Quand on le découvre oisif et alcoolique, campant dans un champ de tournesols aux marges d'une cité d'aujourd'hui, entre prostituées et SDF, Eustis erre déjà depuis plusieurs siècles dans notre monde, vivant chichement de ses petits pouvoirs de divination, réparant les humains. Eustis est un satyre, une divinité de rien du tout qui gravitait autour de Dionysos, festoyait avec Pan. Un jour qu'il voyageait vers Delphes avec le dieu de la vigne, du vin et de l'ivresse, il a aperçu une nymphe et n'a pu s'empêcher de la prendre en chasse, mécontentant Artémis, l'une des filles de Zeus, et sœur d'Apollon.
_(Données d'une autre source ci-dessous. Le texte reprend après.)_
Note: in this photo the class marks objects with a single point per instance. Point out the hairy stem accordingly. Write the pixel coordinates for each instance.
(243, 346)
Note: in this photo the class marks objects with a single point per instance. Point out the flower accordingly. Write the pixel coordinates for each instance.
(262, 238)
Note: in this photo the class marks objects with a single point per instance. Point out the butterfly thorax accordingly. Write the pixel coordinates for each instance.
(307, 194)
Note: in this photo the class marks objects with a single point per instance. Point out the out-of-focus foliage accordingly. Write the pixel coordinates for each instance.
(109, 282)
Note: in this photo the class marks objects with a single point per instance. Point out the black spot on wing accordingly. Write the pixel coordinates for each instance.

Celle-ci s'est empressée de le chasser du domaine des dieux. Depuis, il a parcouru le monde en tous sens, sans jamais plus rencontrer ses semblables, se convainquant peu à peu de leur totale disparition.
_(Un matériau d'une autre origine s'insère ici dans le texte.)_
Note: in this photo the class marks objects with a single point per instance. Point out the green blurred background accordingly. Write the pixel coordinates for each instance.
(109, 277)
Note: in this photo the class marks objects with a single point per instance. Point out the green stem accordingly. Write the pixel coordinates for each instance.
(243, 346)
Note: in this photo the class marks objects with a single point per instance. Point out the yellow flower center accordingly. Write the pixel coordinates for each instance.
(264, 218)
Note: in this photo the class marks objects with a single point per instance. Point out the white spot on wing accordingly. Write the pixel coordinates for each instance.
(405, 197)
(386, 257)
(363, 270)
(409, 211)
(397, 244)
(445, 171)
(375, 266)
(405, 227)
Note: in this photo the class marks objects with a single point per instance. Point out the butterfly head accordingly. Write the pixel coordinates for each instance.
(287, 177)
Les dieux grecs sont toujours là pourtant, tout autour de lui, et donc de nous, simplement dérobés à sa vue par la malédiction dont il est l'objet. Un mystérieux fantôme l'amène d'ailleurs à rencontrer Hécate, l'une des sœurs d'Artémis, à laquelle il a rendu service sans le savoir, et qui lui propose de rendre un autre service à la troisième sœur, Séléné, afin d'obtenir sa rédemption. Eustis va quitter son champ de tournesols. Lesté d'un sac à dos d'autant plus solide qu'il ne peut s'empêcher d'y glisser quelques bouteilles de Bordeaux, accompagné d'un pittoresque professeur enthousiasmé par la perspective de rejouer avec lui l'Iliade et l'Odyssée, le voilà sur la route, prêt à braver tous les dangers.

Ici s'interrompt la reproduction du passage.